Re: Pierwszy dzień w nowym domu.

PostNapisane: 2009-03-23, 17:32
przez Szilkowa
A ja na mojego przyszłego ( mam nadzieje ) psiaka będę czekać TYLKO 15 miesięcy :lol: :mrgreen:

Re: Pierwszy dzień w nowym domu.

PostNapisane: 2009-03-23, 19:18
przez magat
małe Szwajcary rosną i dojrzewaja tak szybko, ze było 5x karmirnie ,a za chwile może zjeść większa porcje i przespac więcej godzin w nocy i powoli robi 4 porcje. Gdy 8 tygodniowe szły do domu to były takie maluchy, które dopiero zaczynały bawić i wybierać sobie swojego "człowieka", jeden z przyczyn niezalęznych musiał jeszcze pozostac 2 tygodnie. Po pierwszym zaczął sie zmieniac i stawac sie bardziej pieskiem (mniej bezbronnym szczeniaczkiem), tak więc widze ,ze po dalszych 2 tygodniach czyli w wieku 10 tyg oddam zupełnie innego pieska, takiego który nabrał już różnych przyzwyczajeń , poza tym coraz bardziej sie do niego przyzwyczjać i będzie nam obojgu trudno sie rozstać. :roll: :roll:

Re: Pierwszy dzień w nowym domu.

PostNapisane: 2009-04-10, 17:08
przez Gosia
Hurrra!
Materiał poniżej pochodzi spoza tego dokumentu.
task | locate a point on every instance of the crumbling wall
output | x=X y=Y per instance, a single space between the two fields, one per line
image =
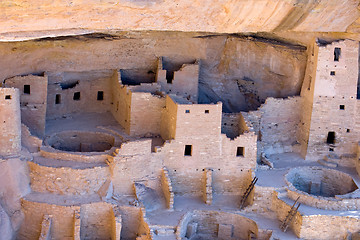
x=183 y=82
x=219 y=225
x=128 y=166
x=121 y=106
x=70 y=92
x=145 y=113
x=168 y=119
x=279 y=122
x=33 y=100
x=189 y=154
x=62 y=220
x=10 y=122
x=334 y=103
x=65 y=180
x=96 y=221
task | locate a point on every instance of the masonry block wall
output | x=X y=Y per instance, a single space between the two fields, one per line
x=279 y=122
x=33 y=100
x=331 y=127
x=62 y=220
x=70 y=92
x=128 y=166
x=67 y=180
x=10 y=122
x=183 y=82
x=121 y=106
x=96 y=221
x=220 y=225
x=145 y=113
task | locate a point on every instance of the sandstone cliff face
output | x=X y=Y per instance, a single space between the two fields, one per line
x=237 y=70
x=222 y=16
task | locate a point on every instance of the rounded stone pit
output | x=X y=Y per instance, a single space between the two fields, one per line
x=76 y=141
x=322 y=188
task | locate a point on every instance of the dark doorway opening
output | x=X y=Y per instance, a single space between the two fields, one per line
x=188 y=150
x=76 y=96
x=57 y=99
x=169 y=76
x=240 y=152
x=26 y=89
x=331 y=138
x=100 y=95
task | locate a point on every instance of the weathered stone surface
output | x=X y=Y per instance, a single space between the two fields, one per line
x=62 y=17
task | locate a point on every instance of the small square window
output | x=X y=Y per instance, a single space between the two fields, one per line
x=240 y=151
x=26 y=89
x=76 y=96
x=57 y=99
x=100 y=95
x=188 y=150
x=337 y=53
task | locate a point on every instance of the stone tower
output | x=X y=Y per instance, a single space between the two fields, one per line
x=330 y=105
x=10 y=122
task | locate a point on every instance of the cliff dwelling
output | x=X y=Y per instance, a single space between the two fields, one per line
x=162 y=119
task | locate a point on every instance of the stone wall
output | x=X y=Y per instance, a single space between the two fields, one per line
x=10 y=122
x=332 y=227
x=278 y=125
x=70 y=92
x=128 y=166
x=33 y=100
x=182 y=82
x=145 y=113
x=97 y=221
x=65 y=180
x=62 y=220
x=333 y=103
x=216 y=224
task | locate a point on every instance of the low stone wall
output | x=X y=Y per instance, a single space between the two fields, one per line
x=49 y=152
x=62 y=220
x=96 y=221
x=331 y=227
x=218 y=225
x=282 y=209
x=316 y=181
x=65 y=180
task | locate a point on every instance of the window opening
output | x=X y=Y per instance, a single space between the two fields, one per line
x=100 y=96
x=169 y=76
x=188 y=150
x=337 y=53
x=57 y=99
x=331 y=138
x=240 y=152
x=27 y=89
x=76 y=96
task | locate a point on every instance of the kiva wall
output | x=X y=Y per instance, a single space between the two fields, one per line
x=10 y=122
x=33 y=100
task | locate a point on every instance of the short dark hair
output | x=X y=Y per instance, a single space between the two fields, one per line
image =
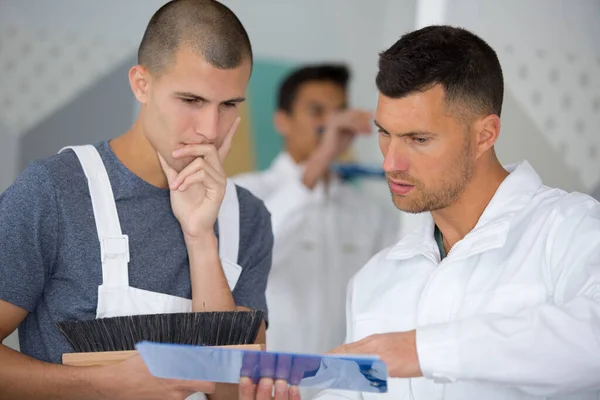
x=288 y=90
x=208 y=27
x=464 y=64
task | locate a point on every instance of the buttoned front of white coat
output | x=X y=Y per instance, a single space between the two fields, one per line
x=513 y=311
x=322 y=238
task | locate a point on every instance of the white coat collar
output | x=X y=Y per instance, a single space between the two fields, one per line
x=491 y=231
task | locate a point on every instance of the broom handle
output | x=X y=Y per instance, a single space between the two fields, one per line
x=114 y=357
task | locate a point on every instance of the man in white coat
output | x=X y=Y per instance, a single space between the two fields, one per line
x=497 y=294
x=325 y=229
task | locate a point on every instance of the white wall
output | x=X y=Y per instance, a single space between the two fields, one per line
x=550 y=55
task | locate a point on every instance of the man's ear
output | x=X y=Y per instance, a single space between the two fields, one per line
x=139 y=80
x=281 y=121
x=487 y=132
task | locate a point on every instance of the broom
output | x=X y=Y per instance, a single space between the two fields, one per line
x=105 y=341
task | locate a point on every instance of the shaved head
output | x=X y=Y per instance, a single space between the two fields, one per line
x=207 y=27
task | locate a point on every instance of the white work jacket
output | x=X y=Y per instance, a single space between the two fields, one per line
x=115 y=296
x=513 y=311
x=322 y=238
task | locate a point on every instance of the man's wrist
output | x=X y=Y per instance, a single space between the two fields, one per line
x=102 y=380
x=202 y=240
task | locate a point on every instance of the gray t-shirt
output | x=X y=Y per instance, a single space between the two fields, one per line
x=50 y=254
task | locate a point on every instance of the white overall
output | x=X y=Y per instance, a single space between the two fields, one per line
x=115 y=296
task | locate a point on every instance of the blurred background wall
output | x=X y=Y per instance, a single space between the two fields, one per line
x=64 y=63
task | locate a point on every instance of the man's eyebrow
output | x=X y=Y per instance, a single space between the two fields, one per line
x=414 y=133
x=190 y=95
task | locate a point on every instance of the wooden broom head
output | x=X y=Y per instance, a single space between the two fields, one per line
x=221 y=328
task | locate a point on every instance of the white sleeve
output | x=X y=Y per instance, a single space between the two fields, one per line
x=545 y=351
x=286 y=205
x=285 y=201
x=338 y=395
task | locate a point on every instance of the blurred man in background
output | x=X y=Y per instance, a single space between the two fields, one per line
x=325 y=229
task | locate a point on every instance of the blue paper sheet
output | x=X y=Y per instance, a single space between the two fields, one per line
x=227 y=365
Od wczoraj jest z nami i De Brego Refugium Polonica!
Już wiem jak to jest:-))
Kochany klusek był bardzo grzeczny w samochodzie, w domu trochę się stresował i szukał miejsca z czymś nad głową więc siedział pod stołem lub pod krzesłem. Noc była też spokojna , a o 4.00 rano się obudził i niesamowicie się ucieszył jak do niego wstałam. Dzisiał już było lepiej , poszliśmy na mały spacer :mrgreen:
Jest b. mądry!! Wszystko szybko łapie. Jestem zachwycona tym, że już się pilnuje i chodzi za mną krok w krok!!!
Najwspanialsze psy to Duuuże!!!!!
Ogromne dzięki dla Pani Basi Wierzbickiej za tak wspaniałe wychowanie i świetną socjalizację!!!